Tea Tree Hill (TTH) was secured in 2015. After a long period of travelling, I wanted a space to disappear and reset. Gippsland was the easy decision. I knew it well, family were close by and it remained relatively quiet, and so offered the desired disconnection that some of Victoria’s other coastal regions couldn’t provide.
Anywhere in the world I’ve travelled, the addition of an outdoor bath, spa or pool has always caught my attention. It was a chance inclusion at TTH but has now become a signature of the homes we offer.
Regardless of budget, we challenged ourselves to meet this brief and it produced some interesting results; the brass splashback and entertainment system shelves were created by the kids throwing yoghurt, lemon and salt at each other in the back garden.
It was inexpensive but has an amazing character!
We understand that you (or your collective) have additional properties in the region, including Tea Tree Hollow. Do these follow a similar aesthetic or are there design changes that further tie it to place?
There are many consistent inclusions, though we prefer each of the spaces to reflect their direct environment. The coastline of South Gippsland differs so much — part of the appeal for us. With Tea Tree Hill (Venus Bay) there is a constant energy created by its proximity to the wilds of Bass Strait. The house has a lively, expressive feel.
Walkerville, only 15 minutes up the road, feels like another world, peaceful and contemplative. As such, the home has a calm, reflective feel.
In each case, we try to have the interior spaces directly express these external elements. We invest a lot of time into finding suppliers, local where possible, that reflect our values.
I think there’s an ‘honesty’ to great design in Gippsland. It’s not overstated or pretentious. It has integrity, and an imperceptible comfort. It might just be me, but it feels like home.
Why do you feel accommodation in Gippsland is a savvy business decision?
To me, Gippsland still feels like an undiscovered secret. There’s so much to share and such diversity.
From a commercial standpoint, the limited competition makes it far easier to differentiate your accommodation or experience. Less competition provides a greater opportunity to reward guests with a truly unique and memorable experience.

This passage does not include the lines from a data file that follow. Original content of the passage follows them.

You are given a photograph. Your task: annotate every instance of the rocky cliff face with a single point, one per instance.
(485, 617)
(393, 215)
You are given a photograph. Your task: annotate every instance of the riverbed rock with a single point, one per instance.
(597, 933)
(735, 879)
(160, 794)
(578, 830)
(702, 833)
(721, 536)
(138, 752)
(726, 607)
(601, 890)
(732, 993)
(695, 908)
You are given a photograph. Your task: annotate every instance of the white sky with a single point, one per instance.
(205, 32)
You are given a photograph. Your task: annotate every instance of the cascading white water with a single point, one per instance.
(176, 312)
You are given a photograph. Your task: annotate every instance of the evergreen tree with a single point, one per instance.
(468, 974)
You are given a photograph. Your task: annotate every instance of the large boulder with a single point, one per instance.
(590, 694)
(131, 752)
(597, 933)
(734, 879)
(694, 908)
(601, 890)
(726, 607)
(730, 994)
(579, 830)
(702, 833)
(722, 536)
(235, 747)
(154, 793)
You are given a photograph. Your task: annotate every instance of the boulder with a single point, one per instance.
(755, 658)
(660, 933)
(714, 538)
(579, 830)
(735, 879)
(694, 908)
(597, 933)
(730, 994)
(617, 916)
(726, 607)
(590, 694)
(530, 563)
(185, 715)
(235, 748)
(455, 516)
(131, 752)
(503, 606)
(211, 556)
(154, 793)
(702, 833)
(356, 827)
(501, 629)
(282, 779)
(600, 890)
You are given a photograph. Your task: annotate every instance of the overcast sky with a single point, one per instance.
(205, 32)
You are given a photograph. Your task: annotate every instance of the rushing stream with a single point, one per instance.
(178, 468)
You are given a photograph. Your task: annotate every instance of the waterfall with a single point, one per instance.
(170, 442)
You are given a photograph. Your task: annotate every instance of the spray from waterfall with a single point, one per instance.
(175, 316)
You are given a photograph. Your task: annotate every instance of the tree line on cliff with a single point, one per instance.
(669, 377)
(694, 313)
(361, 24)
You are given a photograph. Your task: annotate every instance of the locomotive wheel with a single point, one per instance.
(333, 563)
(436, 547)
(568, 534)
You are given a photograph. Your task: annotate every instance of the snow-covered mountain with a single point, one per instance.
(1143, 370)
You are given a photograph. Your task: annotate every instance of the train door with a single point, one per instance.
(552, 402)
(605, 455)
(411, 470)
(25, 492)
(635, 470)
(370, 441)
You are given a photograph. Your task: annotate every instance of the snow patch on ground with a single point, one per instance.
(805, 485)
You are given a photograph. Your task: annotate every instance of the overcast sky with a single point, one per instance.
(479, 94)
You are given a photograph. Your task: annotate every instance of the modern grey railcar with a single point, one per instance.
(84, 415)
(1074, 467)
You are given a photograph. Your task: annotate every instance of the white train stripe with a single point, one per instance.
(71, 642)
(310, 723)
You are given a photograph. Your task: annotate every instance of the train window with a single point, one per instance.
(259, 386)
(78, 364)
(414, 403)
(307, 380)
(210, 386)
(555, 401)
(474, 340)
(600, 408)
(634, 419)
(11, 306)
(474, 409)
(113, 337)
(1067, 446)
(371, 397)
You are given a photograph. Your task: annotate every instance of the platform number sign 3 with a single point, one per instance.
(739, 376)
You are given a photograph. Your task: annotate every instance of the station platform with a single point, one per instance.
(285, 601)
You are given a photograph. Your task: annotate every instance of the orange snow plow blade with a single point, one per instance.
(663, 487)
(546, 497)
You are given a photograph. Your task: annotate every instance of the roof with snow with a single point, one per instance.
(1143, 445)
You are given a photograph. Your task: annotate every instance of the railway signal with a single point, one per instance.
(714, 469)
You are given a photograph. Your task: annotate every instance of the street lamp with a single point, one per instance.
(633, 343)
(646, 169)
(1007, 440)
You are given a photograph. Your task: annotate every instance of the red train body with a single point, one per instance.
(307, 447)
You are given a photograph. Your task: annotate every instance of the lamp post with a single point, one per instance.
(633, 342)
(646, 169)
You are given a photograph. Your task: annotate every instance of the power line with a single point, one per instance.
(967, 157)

In some popular tourist destinations short-term rentals, like Airbnb, are no longer seen in a purely positive light. Whilst Gippsland isn’t at that point, how can our tourist drawcards have a great relationship with these platforms?
I can understand the negativity towards Airbnb. In some ways, it has made it ‘too easy’ to offer your space and call yourself an accommodation provider.
However, as a vehicle to open up a region that may not have the tourism infrastructure for visitors, its reach can’t be ignored. By using Airbnb, we’re able to provide exposure for the region and contribute with tourism revenue that it otherwise could not benefit from.
In doing so, we feel there’s a definite distinction and responsibility on accommodation providers to protect and promote the values, community and environment of a region, and to offer them to guests accordingly.
Given you have these exceptional choices, where will you be spending your Christmas Day?
We’ll head to Mum’s pool, while we wait on the Mirboo North pool to open for a BBQ under the tree ferns. We might allow others to enjoy the coastal place, and instead hitch up the van and head inland, somewhere like Toorongo Falls, to enjoy the outdoors somewhere in Gippsland over a bottle of Patrick Sullivan’s finest!